Все моментально притихли. В палату вкатился румянощекий, рыхлый попик в шуршащей шелковой рясе. С ним вошла сестра милосердия. Потирая пухлые руки, он медленно шел между тесными рядами коек.

— Молитесь всевышнему о здравии своем, — рокотал поповский басок, — и вы еще послужите престолу и отечеству на поле брани с коварным супостатом.

— Мы здесь, батюшка, толковали о своем житье-бытье, — послышалось из дальнего угла. — Вот закончится война, придем домой, Все останется по-старому?

— В писании сказано, чада мои: «Мы пришли в сей мир по воле господа, дабы со смирением и верой нести крест свой, искупая первородный грех людского рода. Богу — богово, кесарю — кесарево, малым сим — малое…»

Когда поп, пряно начиненный запахом ладана, удалился из палаты, разговор продолжился. Первым приподнялся на острых локтях черноглазый.

— В переводе на наш мужицкий язык «малым сим — малое» понимать следует так: тяни лямку, как вьючное животное, хлеб добывай насущный в поте лица для богачей, а сам получай шиш…

О многом тогда передумал отец. Почему вокруг много голодных и мало сытых, почему у господ все в избытке, а у народа в хатах — хоть шаром покати. Плюнул он на «веру, царя и отечество», шинелишку и костыль — в руки, кресты — в платок и домой.

А там по-прежнему слепая, жестокая сила гнула людей, но уже явственно чувствовалось — что-то будет. Терпению придет конец.

Октябрьская гроза, разорвав темные тучи, звучным эхом прокатилась и над Уманщиной. Новое, лучшее пробивало себе дорогу сквозь свинцовые ливни, сабельные всплески, разгул кулацких обрезов.
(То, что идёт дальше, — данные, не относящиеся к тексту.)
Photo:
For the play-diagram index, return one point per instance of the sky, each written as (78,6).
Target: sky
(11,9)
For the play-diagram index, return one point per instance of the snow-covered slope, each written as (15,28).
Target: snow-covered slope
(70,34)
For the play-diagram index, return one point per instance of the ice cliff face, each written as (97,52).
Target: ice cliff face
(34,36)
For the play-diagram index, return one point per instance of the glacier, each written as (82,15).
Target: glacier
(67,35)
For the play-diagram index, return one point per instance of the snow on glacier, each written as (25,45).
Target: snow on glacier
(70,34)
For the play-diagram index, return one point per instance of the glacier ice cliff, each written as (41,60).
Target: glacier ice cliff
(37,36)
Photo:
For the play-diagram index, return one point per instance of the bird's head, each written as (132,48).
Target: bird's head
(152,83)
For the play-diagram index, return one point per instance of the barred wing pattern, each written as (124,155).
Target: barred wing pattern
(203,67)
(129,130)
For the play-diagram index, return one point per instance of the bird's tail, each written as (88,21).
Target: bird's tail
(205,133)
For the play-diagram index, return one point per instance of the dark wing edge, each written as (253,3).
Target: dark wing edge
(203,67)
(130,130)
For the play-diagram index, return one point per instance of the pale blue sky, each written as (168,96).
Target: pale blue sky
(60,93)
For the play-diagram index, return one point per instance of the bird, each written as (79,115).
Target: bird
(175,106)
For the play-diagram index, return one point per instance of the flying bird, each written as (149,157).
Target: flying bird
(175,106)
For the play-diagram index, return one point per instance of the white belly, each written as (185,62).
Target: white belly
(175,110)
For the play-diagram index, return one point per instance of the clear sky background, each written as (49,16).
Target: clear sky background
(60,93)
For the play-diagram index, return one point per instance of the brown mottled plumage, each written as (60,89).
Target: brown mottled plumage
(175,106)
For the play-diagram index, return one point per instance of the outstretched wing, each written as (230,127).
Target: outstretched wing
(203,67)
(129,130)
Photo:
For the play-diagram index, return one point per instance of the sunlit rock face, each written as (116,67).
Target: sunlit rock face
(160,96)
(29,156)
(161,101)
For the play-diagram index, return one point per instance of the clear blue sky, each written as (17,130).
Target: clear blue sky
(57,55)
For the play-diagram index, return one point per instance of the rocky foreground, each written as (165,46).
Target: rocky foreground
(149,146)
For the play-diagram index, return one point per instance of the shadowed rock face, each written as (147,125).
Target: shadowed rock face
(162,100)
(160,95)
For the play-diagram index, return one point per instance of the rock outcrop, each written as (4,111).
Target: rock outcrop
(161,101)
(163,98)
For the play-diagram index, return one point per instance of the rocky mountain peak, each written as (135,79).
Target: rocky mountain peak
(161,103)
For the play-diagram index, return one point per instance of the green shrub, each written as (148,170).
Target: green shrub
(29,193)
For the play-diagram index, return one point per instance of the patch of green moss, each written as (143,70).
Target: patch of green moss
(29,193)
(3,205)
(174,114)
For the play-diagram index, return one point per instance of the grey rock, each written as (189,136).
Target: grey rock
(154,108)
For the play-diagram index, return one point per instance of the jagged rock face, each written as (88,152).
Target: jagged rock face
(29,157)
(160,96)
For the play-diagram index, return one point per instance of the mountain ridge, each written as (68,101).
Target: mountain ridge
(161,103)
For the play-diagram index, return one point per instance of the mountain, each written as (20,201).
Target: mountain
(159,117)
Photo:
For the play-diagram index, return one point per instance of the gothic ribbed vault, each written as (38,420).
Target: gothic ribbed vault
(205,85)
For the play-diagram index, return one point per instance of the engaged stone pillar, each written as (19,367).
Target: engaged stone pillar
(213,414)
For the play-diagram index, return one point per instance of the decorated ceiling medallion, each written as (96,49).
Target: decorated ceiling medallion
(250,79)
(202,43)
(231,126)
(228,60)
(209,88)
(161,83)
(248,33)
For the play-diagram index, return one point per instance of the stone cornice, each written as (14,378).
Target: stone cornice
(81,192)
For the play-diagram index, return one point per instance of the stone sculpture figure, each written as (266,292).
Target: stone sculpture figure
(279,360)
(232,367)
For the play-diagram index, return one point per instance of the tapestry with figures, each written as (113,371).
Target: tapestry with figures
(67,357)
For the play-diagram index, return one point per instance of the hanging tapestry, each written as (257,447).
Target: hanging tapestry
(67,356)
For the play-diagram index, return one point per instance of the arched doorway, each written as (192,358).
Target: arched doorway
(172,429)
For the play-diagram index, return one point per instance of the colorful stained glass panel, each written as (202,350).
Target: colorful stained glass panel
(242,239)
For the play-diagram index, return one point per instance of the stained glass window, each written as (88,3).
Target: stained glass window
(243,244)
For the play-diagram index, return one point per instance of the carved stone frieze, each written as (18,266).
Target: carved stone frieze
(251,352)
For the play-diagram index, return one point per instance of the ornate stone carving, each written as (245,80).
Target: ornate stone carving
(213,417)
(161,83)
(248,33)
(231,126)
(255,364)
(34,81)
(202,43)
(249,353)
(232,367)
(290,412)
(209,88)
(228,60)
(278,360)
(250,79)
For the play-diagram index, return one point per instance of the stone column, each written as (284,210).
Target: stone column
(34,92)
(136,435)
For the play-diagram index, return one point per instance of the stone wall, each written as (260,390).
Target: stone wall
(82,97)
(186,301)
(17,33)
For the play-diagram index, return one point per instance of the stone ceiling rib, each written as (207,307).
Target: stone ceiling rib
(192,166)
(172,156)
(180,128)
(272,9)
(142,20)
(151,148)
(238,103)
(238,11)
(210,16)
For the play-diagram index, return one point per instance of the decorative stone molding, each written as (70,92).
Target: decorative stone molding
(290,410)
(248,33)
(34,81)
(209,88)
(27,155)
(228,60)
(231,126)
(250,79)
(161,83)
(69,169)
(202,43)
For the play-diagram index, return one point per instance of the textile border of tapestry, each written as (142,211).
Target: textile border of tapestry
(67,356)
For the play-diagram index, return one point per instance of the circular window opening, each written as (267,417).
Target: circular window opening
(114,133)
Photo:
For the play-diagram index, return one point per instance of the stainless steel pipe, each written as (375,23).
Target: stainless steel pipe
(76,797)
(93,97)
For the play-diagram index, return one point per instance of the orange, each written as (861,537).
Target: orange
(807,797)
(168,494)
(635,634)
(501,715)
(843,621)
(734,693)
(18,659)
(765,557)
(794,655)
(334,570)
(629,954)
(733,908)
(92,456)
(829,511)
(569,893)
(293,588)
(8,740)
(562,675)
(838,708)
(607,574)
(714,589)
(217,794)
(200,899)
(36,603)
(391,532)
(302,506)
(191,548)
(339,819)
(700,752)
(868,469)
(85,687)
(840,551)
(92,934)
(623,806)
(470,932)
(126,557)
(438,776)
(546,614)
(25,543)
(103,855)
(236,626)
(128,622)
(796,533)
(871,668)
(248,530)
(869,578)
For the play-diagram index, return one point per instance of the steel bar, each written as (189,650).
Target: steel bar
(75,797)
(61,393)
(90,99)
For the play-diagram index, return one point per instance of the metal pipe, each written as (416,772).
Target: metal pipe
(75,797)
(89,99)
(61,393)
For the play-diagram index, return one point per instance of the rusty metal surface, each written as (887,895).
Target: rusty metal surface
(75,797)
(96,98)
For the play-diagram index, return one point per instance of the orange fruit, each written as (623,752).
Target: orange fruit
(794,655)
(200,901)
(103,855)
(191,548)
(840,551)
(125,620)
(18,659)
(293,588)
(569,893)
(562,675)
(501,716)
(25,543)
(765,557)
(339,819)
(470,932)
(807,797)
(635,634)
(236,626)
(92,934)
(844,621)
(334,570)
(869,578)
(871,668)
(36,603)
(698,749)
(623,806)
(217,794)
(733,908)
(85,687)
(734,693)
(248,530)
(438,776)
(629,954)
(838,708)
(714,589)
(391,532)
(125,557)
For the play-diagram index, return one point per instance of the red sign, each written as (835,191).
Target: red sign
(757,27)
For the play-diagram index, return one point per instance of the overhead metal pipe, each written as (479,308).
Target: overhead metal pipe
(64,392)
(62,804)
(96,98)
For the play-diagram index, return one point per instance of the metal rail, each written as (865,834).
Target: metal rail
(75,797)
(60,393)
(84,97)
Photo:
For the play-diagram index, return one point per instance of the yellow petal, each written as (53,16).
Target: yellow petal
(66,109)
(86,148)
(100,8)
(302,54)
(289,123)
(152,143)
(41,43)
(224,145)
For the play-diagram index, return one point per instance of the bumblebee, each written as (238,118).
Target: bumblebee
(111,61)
И вот наступил долгожданный час — отложена в сторону винтовка, крепкие руки, пропахшие порохом, потянулись приласкать свою землю-кормилицу.

Возвратился с гражданской войны и дядько Михайло, кавалерист, буденновец. Все пули обходили его стороной, а вот здесь, дома, он не смог обойти косу костлявой. Выкуривая из одной хаты кулака, предложил ему подобру-поздорову бросить оружие. Тот согласился и затих. Когда дядько подошел поближе к плетню, из окошка хлестанул выстрел. Разрывная пуля свалила его на землю.

В народе говорят: пришла беда — отворяй ворота. Не затравянилась еще могила дядьки Михаила, а тиф скосил старшую сестру Ганнусю.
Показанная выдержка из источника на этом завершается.